Mülheim. In Mülheim war ein Mann wegen Vergewaltigung angeklagt, sollte in Abschiebehaft. Doch er verließ den Saal als freier Mann. Wie das möglich ist.

Gleich zwei überraschende Kehrtwenden innerhalb weniger Stunden hat ein Vergewaltigungsprozess diese Woche vor dem Mülheimer Schöffengericht genommen.

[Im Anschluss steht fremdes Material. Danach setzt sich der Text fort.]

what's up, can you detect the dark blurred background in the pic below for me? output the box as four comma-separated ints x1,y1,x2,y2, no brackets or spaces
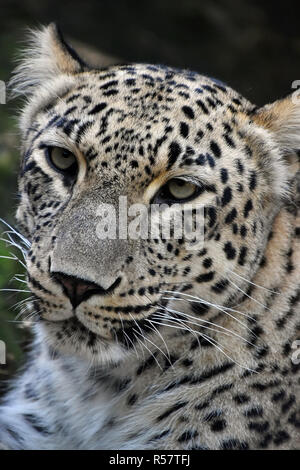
0,0,300,383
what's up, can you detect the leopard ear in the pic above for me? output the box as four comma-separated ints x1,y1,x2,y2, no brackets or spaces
10,23,87,98
252,94,300,176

Laut Anklage der Staatsanwaltschaft Duisburg soll ein damals 30-jähriger Mann aus Ghana in Mülheim 2018 ein junges Mädchen vergewaltigt haben. Der Mann sollte ein Verhältnis mit einer 16-jährigen Deutschen, die er selbst gegenüber der Polizei auch als seine „Lebensgefährtin“ bezeichnet hatte, eingegangen sein. Ende November 2018 habe man sich dann in einer Wohnung in der Engelbertusstraße am Rande der Innenstadt schlafen gelegt. Als die junge Frau eingeschlafen sei, sei der Mann mit seinem Geschlechtsteil in die Schlafende eingedrungen. Als sie davon wach wurde, habe sie sich dagegen widersetzt. Er habe aber dennoch mit Gewalt den Beischlaf vollziehen können.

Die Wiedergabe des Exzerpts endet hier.